Thursday, 1 August 2013

Statistical Measures of Biometrics

To know how well something performs, we must be able to quantify the performance. For automobiles, we measure gas consumption; for heating and cooling units, we measure effectiveness in British thermal units (BTU s). Biometrics has own similar performance measures.
To know if a car is receiving good fuel economy or if a heater or air conditioner is doing its job, we look at what the statistics mean. We then compare them to our expectations or some other accepted norm. At no time does knowing how the presentation measure was calculated impact our ability to appraise performance. Similarly, for biometrics, how a presentation measure is calculated is of little value. There are exceptions to this statement, which will be discussed. In general, just knowing what a performance measurement means is enough. For our purposes, the statistical measures to be used for biometrics are:
The FAR is defined as the probability that a user making a false claim about his/her identity will be verified as that false identity. For example, if Matt types Chris' user ID into the biometric login for Chris' PC, Matt has just made a false claim that he is Chris. Matt presents his biometric measurement for verification. If the biometric system matches Matt to Chris, then there is a false reception. This could happen because the matching threshold is set too high, or it could be that Matt's biometric characteristic is very similar to Chris'. Either way, a false getting has occurred.
When the FAR is intended by a biometrics vendor, it is normally very straightforward. Using our example, it is equal to the number of times that Matt has productively authenticated as Chris divided by his total number of attempts. In this case, Chris is referred to as the “Match User” and Matt as the “Non Match User.” The simple math formula for this looks like the following, where represents a number to uniquely identify each user.To know how well something performs, we must be able to quantify the performance. For automobiles, we measure gas consumption; for heating and cooling units, we measure effectiveness in British thermal units (BTUs). Biometrics has own similar performance measures.

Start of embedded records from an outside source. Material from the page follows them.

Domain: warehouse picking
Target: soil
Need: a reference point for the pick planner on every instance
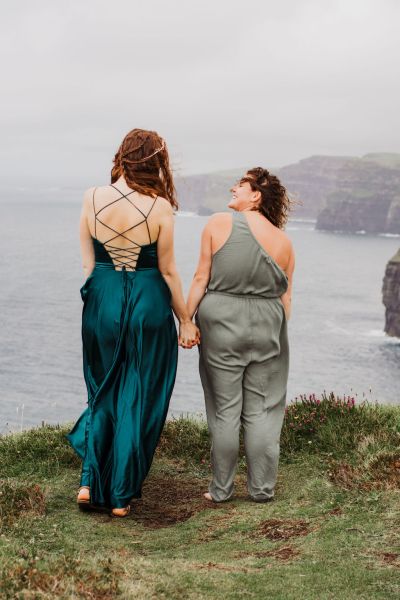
(168, 500)
(282, 529)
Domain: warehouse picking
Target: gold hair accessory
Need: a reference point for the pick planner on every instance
(142, 159)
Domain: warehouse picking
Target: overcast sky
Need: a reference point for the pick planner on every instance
(227, 83)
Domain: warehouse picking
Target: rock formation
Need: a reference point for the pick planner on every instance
(366, 198)
(391, 296)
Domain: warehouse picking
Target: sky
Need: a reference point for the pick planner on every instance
(227, 83)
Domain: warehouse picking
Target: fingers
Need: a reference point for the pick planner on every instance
(188, 343)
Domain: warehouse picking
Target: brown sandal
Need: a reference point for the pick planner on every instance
(125, 511)
(83, 500)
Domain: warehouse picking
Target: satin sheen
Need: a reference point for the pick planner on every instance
(130, 352)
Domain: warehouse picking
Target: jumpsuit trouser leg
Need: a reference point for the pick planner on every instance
(245, 387)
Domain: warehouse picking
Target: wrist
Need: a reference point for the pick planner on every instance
(184, 320)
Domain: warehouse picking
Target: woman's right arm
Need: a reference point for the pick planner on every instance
(287, 296)
(189, 334)
(203, 271)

To know if a car is receiving good fuel economy or if a heater or air conditioner is doing its job, we look at what the statistics mean. We then compare them to our expectations or some other accepted norm. At no time does knowing how the presentation measure was calculated impact our ability to appraise performance. Similarly, for biometrics, how a presentation measure is calculated is of little value. There are exceptions to this statement, which will be discussed. In general, just knowing what a performance measurement means is enough. For our purposes, the statistical measures to be used for biometrics are:
The FAR is defined as the probability that a user making a false claim about his/her identity will be verified as that false identity. For example, if Matt types Chris' user ID into the biometric login for Chris' PC, Matt has just made a false claim that he is Chris. Matt presents his biometric measurement for verification. If the biometric system matches Matt to Chris, then there is a false reception. This could happen because the matching threshold is set too high, or it could be that Matt's biometric characteristic is very similar to Chris'. Either way, a false getting has occurred.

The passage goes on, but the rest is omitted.